The first quarter of 2020 closed with a 65% increase in bitcoin trading volumes on the dark web, compared to the first quarter of last year.
This was revealed by a recent report by Crystal Blockchain, focused on the use of bitcoin by entities operating on the darknet or through mixers.
In reality, it was a lower number of BTC, but a higher volume in their counter value in US dollars.
In fact, the total amount received by the darknet entities decreased from 64,000 BTC in Q1 2019 to 47,000 BTC in Q1 2020, and the total amount sent by the darknet entities decreased from 64,000 BTC to 50,000 BTC.
However, taking into account volumes in USD, it went from $384 million to $411 million.
The report explains that the cause is not only to be found in the increase in the value of bitcoin in dollars, but it is a process of mass adoption of bitcoin as a means of value transfer, thanks to greater ease and the increasing popularity of BTC.

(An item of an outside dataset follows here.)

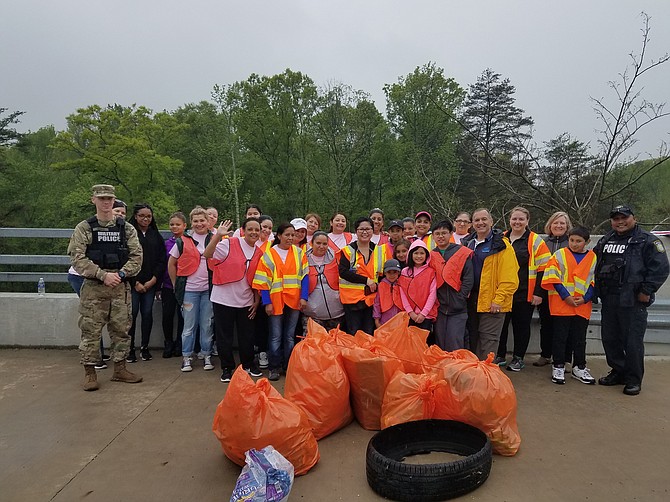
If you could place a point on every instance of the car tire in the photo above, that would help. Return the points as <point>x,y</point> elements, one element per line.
<point>390,477</point>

In addition, the average amount of transactions to exchanges has decreased and this seems to indicate a reduction in the use for criminal activities or within darknets, in favour of anonymization services such as mixers.
Crypto on the dark web
The volume of bitcoin sent between entities operating in darknets has also increased, but the explanation could lie in the fact that darknet users may be using these transactions to hide their bitcoin flow within the darknets.
In light of this data, Crystal Blockchain concludes that bitcoin continues to be a financial tool used by entities operating on darknets, in particular for the online sale of drugs or other illicit goods.

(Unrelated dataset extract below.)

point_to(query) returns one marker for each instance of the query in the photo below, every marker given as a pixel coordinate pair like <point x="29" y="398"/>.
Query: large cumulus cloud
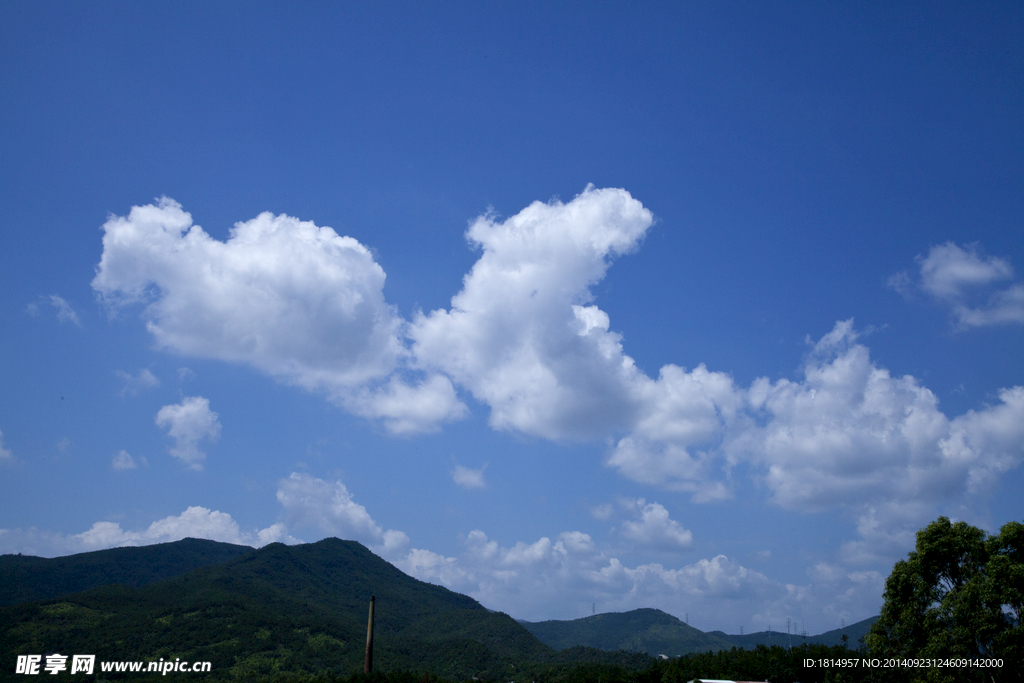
<point x="296" y="301"/>
<point x="525" y="339"/>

There is a real battle going on between exchanges, which are trying to identify these dubiously sourced BTC, and users operating on darknets who are trying to avoid being recognized.
In particular, the latter have begun to prefer mixer services to cashout exchanges.
Crystal Blockchain reveals that thanks to special analytical tools, these activities are relatively easy to identify and monitor, all the while the increasingly stringent regulations issued by the FATF and the European Union are playing an obvious role in the fight against these illegal activities.